— Pardon, madame, M. Pommeret est dans le petit salon.

Elle tressaillit comme une personne qu’on éveille en sursaut.

— Pourquoi, murmura-t-elle d’une voix brève, ne lui avoir pas dit que j’étais sortie ?

— Madame avait annoncé qu’elle rentrerait vers cinq heures, et j’ai cru bien faire en priant M. Pommeret d’attendre…

— C’est bien !… Prenez tout cela.

Elle se débarrassa vivement de son mantelet, de son paroissien et de son chapeau ; puis, le cœur battant, les cheveux un peu en désordre, elle entra dans la pièce où on avait introduit le garde-général.

Ce petit salon, meublé d’un corps de bibliothèque de chiffonniers, de tables à ouvrage et de sièges bas et confortables, était le séjour préféré d’Adrienne ; elle y travaillait et y recevait ses visiteurs pendant la semaine. — A cause de la grande ardeur du soleil, les persiennes avaient été fermées et le store baissé, de sorte qu’une demi-obscurité régnait dans cette pièce haute de plafond, qu’une jardinière garnie de fuchsias égayait de sa profusion de clochettes rouges et de verdures tombantes.

Le garde-général, tournant le dos à l’entrée, debout près du divan, feuilletait un journal illustré.
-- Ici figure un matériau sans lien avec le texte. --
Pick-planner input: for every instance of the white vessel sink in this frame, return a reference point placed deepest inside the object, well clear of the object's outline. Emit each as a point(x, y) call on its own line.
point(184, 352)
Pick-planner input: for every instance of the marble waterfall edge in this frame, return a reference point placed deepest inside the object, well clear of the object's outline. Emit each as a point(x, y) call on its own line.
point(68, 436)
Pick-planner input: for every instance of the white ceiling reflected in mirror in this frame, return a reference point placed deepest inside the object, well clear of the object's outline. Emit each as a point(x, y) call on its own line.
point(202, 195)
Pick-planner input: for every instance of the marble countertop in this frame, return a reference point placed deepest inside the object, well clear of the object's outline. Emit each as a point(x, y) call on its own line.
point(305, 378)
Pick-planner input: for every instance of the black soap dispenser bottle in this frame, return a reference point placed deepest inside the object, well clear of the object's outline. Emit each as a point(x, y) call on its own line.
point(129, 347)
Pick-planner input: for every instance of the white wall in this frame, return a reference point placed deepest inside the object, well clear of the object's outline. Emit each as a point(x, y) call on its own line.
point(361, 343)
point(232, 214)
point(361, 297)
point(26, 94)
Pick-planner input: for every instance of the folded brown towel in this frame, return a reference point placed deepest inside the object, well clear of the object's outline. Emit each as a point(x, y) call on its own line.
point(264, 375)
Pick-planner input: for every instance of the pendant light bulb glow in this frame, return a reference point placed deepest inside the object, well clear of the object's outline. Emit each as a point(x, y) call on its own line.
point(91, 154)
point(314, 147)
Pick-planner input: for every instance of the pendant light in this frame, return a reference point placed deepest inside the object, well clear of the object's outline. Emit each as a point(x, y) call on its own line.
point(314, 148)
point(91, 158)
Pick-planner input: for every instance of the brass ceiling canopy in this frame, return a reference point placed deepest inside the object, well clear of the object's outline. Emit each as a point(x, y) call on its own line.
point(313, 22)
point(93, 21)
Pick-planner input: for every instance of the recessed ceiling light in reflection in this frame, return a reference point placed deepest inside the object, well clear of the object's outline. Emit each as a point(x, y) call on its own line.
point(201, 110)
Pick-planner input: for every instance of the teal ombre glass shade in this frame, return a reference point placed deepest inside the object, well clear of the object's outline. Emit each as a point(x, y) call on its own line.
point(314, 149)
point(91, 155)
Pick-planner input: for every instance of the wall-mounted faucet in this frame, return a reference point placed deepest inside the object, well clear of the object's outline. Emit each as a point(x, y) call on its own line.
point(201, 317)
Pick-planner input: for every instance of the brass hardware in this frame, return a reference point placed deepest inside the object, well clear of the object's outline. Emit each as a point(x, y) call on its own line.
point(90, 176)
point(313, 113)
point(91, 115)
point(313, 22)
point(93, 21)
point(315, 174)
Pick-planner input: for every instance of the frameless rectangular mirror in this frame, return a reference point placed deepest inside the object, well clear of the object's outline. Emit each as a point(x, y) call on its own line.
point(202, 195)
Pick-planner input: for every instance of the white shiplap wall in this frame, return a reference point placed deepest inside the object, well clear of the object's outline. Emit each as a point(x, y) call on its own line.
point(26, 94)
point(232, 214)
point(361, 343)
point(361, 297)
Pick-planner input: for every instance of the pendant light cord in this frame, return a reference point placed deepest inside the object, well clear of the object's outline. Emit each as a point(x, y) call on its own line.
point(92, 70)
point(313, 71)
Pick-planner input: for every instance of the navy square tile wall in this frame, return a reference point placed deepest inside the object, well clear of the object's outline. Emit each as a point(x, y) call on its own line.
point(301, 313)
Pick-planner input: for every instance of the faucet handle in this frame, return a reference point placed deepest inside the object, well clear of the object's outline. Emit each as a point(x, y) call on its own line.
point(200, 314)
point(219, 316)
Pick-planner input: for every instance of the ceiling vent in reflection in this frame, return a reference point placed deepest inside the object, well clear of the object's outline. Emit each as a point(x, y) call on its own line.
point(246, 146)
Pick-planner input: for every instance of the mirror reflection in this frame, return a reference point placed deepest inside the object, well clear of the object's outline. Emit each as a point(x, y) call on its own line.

Au bruit que fit le battant de la porte il se retourna et aperçut Mme Adrienne qui s’avançait, sérieuse et les sourcils froncés.

— Pardon, monsieur, commença-t-elle d’une voix dont elle essayait en vain de dissimuler le tremblement, j’étais sortie… Je regrette qu’on ne vous l’ait pas dit et qu’on vous ait fait ainsi perdre votre temps.

— On m’avait prévenu, madame, répliqua Francis en s’inclinant, mais on avait ajouté que vous étiez à l’église et que vous en reviendriez bientôt… Je me suis permis de vous attendre… Ce n’est pas du temps perdu.